We are delighted to present a blog post from YMS16 event partner, BAM. Read on for an alternative look into data collection in student marketing:
We live in a world where data is key. ‘Good’ data is precious. ‘Bad’ data is a distraction. So how do we source more of the good stuff?
As individuals, it’s right that we’re discerning about what personal information we choose to share, and with whom.
But as marketers, there’s need for caution too. We need to discern the data that tells us something useful about our customers, and potential customers, from data that is just ‘noise’ and may prove to be a costly and wasteful diversion of time, effort and budget. It’s the old ‘quality vs quantity’ nut that we need to crack.
Increasingly, we’re discovering some really inventive ways of tackling this challenge in the student market. Fun is proving to be an effective nut-cracker.
Students recognise the value of sharing their data with brands they consider relevant and that they’d like to hear from but, even so, the process of gathering data needs to be engaging. Why would you give your email address to an uninteresting person with a clipboard?
Making a game of the process creates an opportunity for engagement, beginning the ‘conversation’ between brand and customer that we are all striving to cultivate – not simply for a single campaign hit, but in pursuit of a lifetime of loyalty.

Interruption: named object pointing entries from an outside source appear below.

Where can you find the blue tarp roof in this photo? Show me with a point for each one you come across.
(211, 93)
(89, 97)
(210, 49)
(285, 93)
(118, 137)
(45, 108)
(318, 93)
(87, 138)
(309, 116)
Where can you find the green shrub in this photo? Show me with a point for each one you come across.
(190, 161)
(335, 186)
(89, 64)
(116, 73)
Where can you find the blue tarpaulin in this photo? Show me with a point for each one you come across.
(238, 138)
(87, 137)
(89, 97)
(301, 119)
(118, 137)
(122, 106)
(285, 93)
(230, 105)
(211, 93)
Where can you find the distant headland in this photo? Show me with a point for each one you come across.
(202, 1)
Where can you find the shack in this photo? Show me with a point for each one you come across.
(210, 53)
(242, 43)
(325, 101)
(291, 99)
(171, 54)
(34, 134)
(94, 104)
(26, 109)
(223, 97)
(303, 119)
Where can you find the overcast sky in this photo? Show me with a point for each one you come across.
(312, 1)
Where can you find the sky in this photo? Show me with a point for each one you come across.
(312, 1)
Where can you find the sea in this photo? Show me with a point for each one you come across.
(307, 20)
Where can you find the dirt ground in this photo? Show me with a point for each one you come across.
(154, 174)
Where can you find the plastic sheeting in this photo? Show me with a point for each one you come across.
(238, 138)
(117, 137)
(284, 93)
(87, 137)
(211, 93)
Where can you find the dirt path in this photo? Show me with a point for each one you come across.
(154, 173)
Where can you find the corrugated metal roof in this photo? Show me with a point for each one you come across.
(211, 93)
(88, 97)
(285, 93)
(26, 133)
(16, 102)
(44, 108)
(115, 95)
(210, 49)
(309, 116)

This technique is perfectly suited to live events, and many of our clients – including Greggs, Doddle and The Student Housing Company – have used it effectively at Freshers’ Fairs and shopping events, hosting games on stand that create dwell time and plenty of conversation, as well as sign-ups.
Two of the major shopping centres that we worked with last year offer a vivid comparison. Special shopping events were held in each venue, attracting fantastic numbers of students to enjoy a ‘student-only’ experience full of fun and great deals.
Each venue was seeking student sign-ups from those attending, to receive information about future events and discounts from their retailers. Shopping Centre A used a simple form and some sweets. Shopping Centre B embraced our ‘Spin to Win’ app. The result? A 200% uplift from Shopping Centre B compared to A.
Typically, games allow the student to experience an instant ‘win’, rewarding them for their time and creating a value exchange, rather than a sense that this is all about a one-way process for business gain. Gamifying the data collection process leaves a lasting impression on a student, has the potential to be talked about and shared with friends, and delivers a greater emotional connection between the brand and consumer.
Ah, but students will do anything for a prize, we hear you say, what about the ‘quality’ of this data? Our clients tell us they are seeing a great response in subsequent marketing campaigns from those students that have engaged with them on stand and chosen to share their data.
That’s important, because we’d rather sign up 500 students who are genuinely connected to your service, than 5,000 who have signed up on a whim and are either not interested in your service, or worse still, have no recollection about even signing up.
As with any aspect of the marketing repertoire, quality ‘inputs’ generate quality ‘outputs’. We must apply the same care, attention, creativity and brand relevance to our data collection techniques, as our advertising campaigns or social media engagement strategies.
Gamifying the process is fun, but it’s not frivolous.